Last updated: 16 hours ago
After 5 yeas of existence spent appropriating the repertoire of negro spiritual on many stages and on the occasion of a first album "live", Free River signs a new opus, recorded in studio, essentially access to the composition, with a well-affirmed universe that gives the group the feeling of the real beginning ...
Tinted with jazz, soul, gospel, African music, it's not easy to put a label on the songs of Free River
Sometimes intimate and contemplative, sometimes marked by groove and dance, the quintet relies on a very wide range of sensations and invites the listener to a powerful journey of nearly an hour.
The diva Emma Lamadji (who has illustrated around Oumou Sangaré, Eric Bibb, Joe Bowie ...), is free to express all his immense range of emotions, defending his texts in English and sometimes sango , the language of his country of origin, the Central African Republic.

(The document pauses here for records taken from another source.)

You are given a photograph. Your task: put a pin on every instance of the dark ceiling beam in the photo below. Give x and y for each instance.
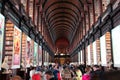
(73, 27)
(62, 23)
(57, 17)
(63, 8)
(63, 13)
(63, 27)
(59, 2)
(61, 19)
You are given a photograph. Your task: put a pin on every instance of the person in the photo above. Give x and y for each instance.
(16, 78)
(32, 72)
(36, 76)
(86, 76)
(49, 75)
(56, 72)
(78, 73)
(96, 74)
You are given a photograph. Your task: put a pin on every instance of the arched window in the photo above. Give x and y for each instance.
(97, 9)
(105, 4)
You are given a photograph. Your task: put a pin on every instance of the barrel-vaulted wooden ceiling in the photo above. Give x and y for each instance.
(62, 18)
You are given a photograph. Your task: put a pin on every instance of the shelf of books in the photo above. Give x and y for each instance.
(24, 41)
(9, 41)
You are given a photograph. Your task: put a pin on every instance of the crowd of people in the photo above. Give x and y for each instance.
(65, 72)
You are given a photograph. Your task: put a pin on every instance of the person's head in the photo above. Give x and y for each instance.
(96, 67)
(88, 69)
(16, 78)
(48, 74)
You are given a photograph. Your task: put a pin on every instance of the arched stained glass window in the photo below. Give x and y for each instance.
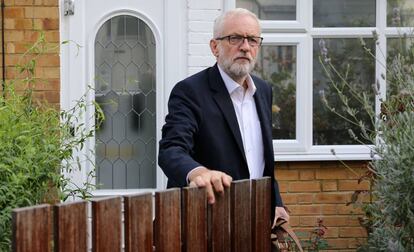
(125, 87)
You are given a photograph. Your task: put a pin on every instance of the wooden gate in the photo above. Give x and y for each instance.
(238, 221)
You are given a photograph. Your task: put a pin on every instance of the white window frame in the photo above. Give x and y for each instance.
(301, 32)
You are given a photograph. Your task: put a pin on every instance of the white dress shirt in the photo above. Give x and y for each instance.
(249, 123)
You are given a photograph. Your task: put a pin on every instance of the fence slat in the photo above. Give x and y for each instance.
(138, 222)
(240, 218)
(71, 226)
(168, 220)
(261, 220)
(106, 224)
(219, 223)
(32, 229)
(194, 219)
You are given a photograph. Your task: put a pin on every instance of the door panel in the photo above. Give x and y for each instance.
(121, 48)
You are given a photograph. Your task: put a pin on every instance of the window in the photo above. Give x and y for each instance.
(302, 35)
(125, 88)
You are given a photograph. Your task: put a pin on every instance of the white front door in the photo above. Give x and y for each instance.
(131, 53)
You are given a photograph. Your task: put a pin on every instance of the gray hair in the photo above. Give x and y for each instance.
(218, 23)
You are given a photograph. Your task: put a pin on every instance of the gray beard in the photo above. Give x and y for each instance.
(236, 70)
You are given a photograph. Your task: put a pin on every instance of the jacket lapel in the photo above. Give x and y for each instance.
(265, 123)
(223, 100)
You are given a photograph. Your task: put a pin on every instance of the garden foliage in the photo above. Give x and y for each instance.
(390, 213)
(36, 145)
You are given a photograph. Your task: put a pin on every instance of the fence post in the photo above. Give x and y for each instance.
(261, 215)
(138, 222)
(168, 220)
(194, 219)
(219, 223)
(70, 222)
(240, 218)
(32, 229)
(106, 224)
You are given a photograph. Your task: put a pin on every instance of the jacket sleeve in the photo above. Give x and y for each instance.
(177, 143)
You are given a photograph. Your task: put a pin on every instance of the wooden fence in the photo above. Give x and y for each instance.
(238, 221)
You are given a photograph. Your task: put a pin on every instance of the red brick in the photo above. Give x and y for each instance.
(305, 209)
(289, 198)
(13, 35)
(352, 232)
(328, 186)
(305, 186)
(331, 198)
(45, 12)
(308, 221)
(287, 175)
(283, 186)
(304, 165)
(329, 209)
(351, 209)
(356, 242)
(46, 24)
(52, 96)
(23, 24)
(294, 221)
(48, 60)
(354, 220)
(13, 12)
(50, 3)
(23, 2)
(305, 198)
(335, 221)
(338, 243)
(52, 36)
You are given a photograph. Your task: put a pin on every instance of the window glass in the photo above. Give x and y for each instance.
(125, 89)
(270, 9)
(277, 66)
(358, 69)
(341, 13)
(400, 53)
(400, 13)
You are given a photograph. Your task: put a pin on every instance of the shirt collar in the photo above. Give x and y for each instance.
(231, 85)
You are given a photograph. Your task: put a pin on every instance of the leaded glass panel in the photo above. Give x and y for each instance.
(125, 89)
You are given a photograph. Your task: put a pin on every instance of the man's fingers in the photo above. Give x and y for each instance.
(217, 183)
(210, 194)
(226, 179)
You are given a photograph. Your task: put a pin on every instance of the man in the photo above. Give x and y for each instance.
(219, 123)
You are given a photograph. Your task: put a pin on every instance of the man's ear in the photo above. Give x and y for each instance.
(213, 47)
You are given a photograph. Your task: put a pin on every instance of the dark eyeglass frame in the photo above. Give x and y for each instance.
(253, 41)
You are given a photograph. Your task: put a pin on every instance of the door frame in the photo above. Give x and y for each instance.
(77, 66)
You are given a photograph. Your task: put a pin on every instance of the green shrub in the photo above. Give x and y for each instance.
(36, 145)
(390, 214)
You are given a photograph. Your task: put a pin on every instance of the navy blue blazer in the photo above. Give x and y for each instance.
(201, 129)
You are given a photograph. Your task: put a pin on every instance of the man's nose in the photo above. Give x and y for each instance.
(245, 46)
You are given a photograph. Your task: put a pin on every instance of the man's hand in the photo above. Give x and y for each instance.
(280, 212)
(213, 181)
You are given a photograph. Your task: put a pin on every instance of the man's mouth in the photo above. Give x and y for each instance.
(242, 58)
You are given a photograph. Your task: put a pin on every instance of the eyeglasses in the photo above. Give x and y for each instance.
(237, 40)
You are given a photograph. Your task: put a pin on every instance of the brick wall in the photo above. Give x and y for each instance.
(311, 190)
(321, 190)
(23, 19)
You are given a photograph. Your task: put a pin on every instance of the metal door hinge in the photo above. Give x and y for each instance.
(68, 7)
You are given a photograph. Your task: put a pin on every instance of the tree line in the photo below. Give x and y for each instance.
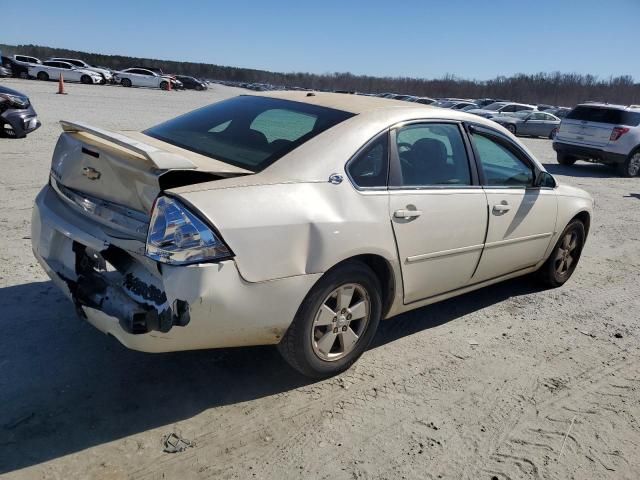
(554, 88)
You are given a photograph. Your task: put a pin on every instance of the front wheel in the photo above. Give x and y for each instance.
(631, 166)
(565, 256)
(335, 323)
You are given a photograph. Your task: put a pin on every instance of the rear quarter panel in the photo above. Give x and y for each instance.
(282, 230)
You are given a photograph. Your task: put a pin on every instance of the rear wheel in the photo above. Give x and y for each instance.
(565, 256)
(564, 159)
(631, 166)
(335, 323)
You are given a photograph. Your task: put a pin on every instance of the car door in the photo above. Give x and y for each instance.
(53, 69)
(522, 218)
(438, 211)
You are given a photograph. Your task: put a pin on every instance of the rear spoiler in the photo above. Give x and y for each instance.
(161, 159)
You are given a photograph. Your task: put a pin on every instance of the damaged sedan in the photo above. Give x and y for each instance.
(299, 219)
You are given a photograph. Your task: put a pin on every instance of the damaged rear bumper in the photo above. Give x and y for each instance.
(152, 307)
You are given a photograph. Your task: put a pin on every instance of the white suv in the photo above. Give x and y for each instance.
(602, 133)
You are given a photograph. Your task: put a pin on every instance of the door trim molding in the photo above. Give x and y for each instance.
(509, 241)
(444, 253)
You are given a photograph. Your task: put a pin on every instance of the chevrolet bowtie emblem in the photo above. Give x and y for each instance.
(91, 173)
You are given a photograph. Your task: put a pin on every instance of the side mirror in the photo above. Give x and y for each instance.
(545, 180)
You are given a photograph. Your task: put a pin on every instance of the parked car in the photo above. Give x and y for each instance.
(140, 77)
(191, 83)
(501, 108)
(26, 60)
(454, 104)
(17, 116)
(559, 112)
(51, 70)
(424, 100)
(17, 69)
(603, 133)
(535, 124)
(483, 102)
(277, 219)
(105, 73)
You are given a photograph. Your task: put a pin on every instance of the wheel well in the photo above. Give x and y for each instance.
(382, 269)
(585, 218)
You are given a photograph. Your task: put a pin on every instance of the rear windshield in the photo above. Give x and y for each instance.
(605, 115)
(248, 132)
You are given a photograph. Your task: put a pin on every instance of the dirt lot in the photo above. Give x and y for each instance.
(551, 390)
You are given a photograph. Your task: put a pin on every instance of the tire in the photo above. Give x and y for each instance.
(564, 159)
(631, 166)
(314, 343)
(560, 265)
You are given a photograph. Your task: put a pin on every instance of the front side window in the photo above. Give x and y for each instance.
(370, 167)
(250, 132)
(500, 165)
(432, 154)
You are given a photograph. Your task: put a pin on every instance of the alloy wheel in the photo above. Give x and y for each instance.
(340, 322)
(634, 165)
(567, 253)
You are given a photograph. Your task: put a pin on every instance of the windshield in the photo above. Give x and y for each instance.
(246, 131)
(495, 106)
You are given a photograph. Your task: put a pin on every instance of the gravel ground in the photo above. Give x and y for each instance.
(551, 390)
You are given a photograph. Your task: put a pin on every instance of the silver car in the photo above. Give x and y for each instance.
(535, 124)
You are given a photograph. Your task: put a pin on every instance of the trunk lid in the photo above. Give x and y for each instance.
(128, 169)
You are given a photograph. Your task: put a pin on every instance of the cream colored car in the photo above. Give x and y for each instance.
(294, 218)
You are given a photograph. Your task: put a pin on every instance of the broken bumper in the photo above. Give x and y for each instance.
(152, 307)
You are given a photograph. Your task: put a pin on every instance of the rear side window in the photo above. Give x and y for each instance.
(500, 165)
(605, 115)
(250, 132)
(432, 154)
(370, 167)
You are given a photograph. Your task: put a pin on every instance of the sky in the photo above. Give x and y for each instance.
(467, 38)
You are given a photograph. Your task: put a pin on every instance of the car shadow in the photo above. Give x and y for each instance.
(582, 169)
(65, 387)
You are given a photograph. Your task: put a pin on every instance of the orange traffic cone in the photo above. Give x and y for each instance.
(61, 85)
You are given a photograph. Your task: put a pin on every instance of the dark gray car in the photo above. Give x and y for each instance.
(17, 116)
(535, 124)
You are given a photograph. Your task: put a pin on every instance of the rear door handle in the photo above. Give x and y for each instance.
(503, 207)
(402, 213)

Matia Levréro, (guitar, composition, chorus) true "brother of soul" of the singer and eternal militant for the bridges between the styles, jostles once again the musical borders, with passion and softness ...
We also find virtuosos Samuel Mastorakis (vibraphone, Marimba, choirs), Joan Eche Puig (bass, double bass, composition, choirs), Quentin Boursy and Maxime Rouayroux (percussion drums, choirs), as well as Tunisian percussionist Imed Alibi (guest on a title).
Tinted with jazz, soul, gospel, African music, it's not easy to put a label on the songs of Free River
Sometimes intimate and contemplative, sometimes marked by groove and dance, the quintet relies on a very wide range of sensations and invites the listener to a powerful journey of nearly an hour.
The diva Emma Lamadji (who has illustrated around Oumou Sangaré, Eric Bibb, Joe Bowie ...), is free to express all his immense range of emotions, defending his texts in English and sometimes sango , the language of his country of origin, the Central African Republic.
Matia Levréro, (guitar, composition, chorus) true "brother of soul" of the singer and eternal militant for the bridges between the styles, jostles once again the musical borders, with passion and softness ...
We also find virtuosos Samuel Mastorakis (vibraphone, Marimba, choirs), Joan Eche Puig (bass, double bass, composition, choirs), Quentin Boursy and Maxime Rouayroux (percussion drums, choirs), as well as Tunisian percussionist Imed Alibi (guest on a title).